Source
Division of Cancer Prevention and Control, National Center for Chronic Disease Prevention and Health Promotion, Centers for Disease Control and Prevention, Atlanta, GA 30341, USA. ktrivers@cdc.gov
Abstract
OBJECTIVE:
Predictors of intrinsic breast cancer subtypes, including the triple-negative (TN) subtype, are largely unknown.

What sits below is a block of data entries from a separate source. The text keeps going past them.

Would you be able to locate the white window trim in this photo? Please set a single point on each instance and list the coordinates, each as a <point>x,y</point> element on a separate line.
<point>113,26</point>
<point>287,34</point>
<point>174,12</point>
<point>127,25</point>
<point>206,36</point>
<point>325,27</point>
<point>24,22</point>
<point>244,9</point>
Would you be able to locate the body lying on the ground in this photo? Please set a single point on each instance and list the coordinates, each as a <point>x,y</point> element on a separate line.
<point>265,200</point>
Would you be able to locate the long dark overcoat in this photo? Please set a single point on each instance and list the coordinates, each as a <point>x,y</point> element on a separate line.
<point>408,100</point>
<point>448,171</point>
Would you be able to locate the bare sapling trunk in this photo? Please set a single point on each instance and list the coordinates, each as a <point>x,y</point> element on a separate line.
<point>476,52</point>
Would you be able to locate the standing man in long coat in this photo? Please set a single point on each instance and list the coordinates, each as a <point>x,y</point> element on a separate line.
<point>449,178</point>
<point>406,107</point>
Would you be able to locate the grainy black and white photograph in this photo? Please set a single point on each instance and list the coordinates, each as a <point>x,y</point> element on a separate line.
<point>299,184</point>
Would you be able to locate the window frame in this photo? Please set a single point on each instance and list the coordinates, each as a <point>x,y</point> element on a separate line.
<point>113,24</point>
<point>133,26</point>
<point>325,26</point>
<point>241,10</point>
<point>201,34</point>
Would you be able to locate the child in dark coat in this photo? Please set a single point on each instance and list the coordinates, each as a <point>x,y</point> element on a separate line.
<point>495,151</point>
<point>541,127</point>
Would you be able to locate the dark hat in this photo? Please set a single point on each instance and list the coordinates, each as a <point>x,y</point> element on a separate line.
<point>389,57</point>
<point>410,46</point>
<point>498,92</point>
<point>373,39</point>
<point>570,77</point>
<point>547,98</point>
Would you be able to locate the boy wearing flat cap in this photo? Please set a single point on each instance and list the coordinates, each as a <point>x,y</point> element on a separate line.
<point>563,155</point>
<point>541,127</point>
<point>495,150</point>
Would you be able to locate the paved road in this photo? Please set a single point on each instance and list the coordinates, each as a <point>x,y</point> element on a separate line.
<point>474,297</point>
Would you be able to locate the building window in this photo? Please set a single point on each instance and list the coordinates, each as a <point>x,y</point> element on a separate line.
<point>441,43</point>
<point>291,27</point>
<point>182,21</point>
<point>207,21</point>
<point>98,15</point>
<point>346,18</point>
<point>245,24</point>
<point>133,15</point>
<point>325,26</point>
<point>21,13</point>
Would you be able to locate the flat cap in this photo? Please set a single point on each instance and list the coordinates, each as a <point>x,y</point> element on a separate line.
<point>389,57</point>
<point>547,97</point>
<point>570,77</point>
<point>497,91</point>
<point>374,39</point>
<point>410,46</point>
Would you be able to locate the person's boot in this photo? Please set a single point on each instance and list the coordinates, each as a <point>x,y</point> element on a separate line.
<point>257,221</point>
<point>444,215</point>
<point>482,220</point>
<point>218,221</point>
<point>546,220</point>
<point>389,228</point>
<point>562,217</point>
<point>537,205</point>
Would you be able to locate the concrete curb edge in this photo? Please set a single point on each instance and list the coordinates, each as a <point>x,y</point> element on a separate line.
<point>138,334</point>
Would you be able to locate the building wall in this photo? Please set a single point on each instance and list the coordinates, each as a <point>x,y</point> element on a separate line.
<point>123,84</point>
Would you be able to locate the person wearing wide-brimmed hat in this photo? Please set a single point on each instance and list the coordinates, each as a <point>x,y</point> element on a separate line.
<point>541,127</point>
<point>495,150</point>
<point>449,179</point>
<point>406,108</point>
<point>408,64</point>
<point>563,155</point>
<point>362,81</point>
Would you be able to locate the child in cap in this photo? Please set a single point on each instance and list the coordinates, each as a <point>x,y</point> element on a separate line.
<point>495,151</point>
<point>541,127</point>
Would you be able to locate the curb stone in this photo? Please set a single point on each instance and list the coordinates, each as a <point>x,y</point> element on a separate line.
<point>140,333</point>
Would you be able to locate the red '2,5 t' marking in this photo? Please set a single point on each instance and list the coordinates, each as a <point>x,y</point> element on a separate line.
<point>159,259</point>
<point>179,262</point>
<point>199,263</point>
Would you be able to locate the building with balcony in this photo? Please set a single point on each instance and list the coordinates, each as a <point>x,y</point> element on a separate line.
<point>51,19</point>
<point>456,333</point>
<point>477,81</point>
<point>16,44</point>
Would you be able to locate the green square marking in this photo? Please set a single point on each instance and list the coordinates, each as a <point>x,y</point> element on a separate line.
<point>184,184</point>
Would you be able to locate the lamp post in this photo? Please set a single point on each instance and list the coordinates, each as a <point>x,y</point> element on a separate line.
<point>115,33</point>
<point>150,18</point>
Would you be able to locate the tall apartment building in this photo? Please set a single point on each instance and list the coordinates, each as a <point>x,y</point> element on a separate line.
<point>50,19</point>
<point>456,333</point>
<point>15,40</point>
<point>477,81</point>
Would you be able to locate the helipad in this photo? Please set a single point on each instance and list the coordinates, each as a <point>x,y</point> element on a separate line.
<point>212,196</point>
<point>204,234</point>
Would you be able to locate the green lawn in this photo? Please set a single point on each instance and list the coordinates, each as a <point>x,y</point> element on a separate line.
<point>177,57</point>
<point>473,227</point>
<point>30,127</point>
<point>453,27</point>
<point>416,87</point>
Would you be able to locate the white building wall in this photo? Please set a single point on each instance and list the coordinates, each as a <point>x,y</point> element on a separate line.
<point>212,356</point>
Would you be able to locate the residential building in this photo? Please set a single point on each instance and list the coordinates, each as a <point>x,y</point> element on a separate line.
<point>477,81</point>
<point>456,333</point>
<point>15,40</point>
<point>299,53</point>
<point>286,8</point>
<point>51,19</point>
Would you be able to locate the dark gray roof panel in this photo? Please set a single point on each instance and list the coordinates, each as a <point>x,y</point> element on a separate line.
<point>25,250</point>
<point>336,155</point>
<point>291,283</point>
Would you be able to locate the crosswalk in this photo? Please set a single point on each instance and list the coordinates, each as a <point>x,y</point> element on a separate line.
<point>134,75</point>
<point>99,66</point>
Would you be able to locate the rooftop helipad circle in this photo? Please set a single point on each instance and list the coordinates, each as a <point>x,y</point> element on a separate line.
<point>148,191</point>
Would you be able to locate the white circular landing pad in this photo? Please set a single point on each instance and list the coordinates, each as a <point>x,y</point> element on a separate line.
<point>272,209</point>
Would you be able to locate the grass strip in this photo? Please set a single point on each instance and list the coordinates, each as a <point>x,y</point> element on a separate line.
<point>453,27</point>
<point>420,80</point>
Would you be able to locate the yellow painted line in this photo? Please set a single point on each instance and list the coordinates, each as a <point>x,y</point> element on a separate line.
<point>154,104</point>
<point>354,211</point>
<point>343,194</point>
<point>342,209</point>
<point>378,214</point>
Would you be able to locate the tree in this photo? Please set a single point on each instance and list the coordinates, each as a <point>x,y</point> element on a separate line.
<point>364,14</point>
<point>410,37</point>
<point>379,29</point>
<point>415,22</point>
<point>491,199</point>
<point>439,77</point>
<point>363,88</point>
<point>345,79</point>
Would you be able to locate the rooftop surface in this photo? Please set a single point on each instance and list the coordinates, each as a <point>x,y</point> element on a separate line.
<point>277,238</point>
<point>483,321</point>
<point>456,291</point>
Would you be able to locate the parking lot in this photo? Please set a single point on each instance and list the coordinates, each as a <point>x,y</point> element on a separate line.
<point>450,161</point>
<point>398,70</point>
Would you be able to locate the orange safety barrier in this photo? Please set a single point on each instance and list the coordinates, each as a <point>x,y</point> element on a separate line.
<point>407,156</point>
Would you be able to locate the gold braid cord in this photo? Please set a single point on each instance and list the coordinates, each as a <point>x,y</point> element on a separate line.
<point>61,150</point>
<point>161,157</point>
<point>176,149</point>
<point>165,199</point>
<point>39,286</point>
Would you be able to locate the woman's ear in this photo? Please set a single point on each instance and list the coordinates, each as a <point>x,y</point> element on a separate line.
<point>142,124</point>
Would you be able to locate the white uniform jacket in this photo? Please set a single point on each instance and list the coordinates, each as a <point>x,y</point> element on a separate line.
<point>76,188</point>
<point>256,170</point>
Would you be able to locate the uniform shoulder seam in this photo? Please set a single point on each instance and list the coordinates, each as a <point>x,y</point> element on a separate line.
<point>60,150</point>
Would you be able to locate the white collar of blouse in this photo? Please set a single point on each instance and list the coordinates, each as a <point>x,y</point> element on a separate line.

We evaluated whether anthropometrics, demographics, and reproductive history were associated with distinct breast cancer subtypes.
METHODS:
Invasive breast tumors from a population-based case-control study of 476 (116 black and 360 white) Atlanta women aged 20-54, diagnosed between 1990 and 1992, were centrally reviewed and immunohistochemically analyzed for estrogen receptor (ER), progesterone receptor (PR) and human epidermal growth factor receptor 2 (HER2); then grouped [TN (ER-PR-HER2-); ER-PR-HER2+; ER/PR+HER2+; ER/PR+HER2- (case-only reference group)]. Data were from interviews and anthropometric measurements; adjusted odds ratios (OR) and 95% confidence intervals (CI) were estimated using logistic regression, including both case-only and case-control comparisons.
RESULTS:
From the case-only analyses and compared with the ER/PR+HER2- subtype, women with TN tumors were more likely to be obese than normal/underweight [OR = 1.89 (95% CI = 1.22, 2.92)]. Regardless of HER2 status, ER-PR- tumors were associated with black race, young age at first birth, having a recent birth, and being overweight.
CONCLUSIONS:
Distinct breast cancer subtypes have unique sociodemographic, anthropometric and reproductive characteristics and possibly different pathways for development.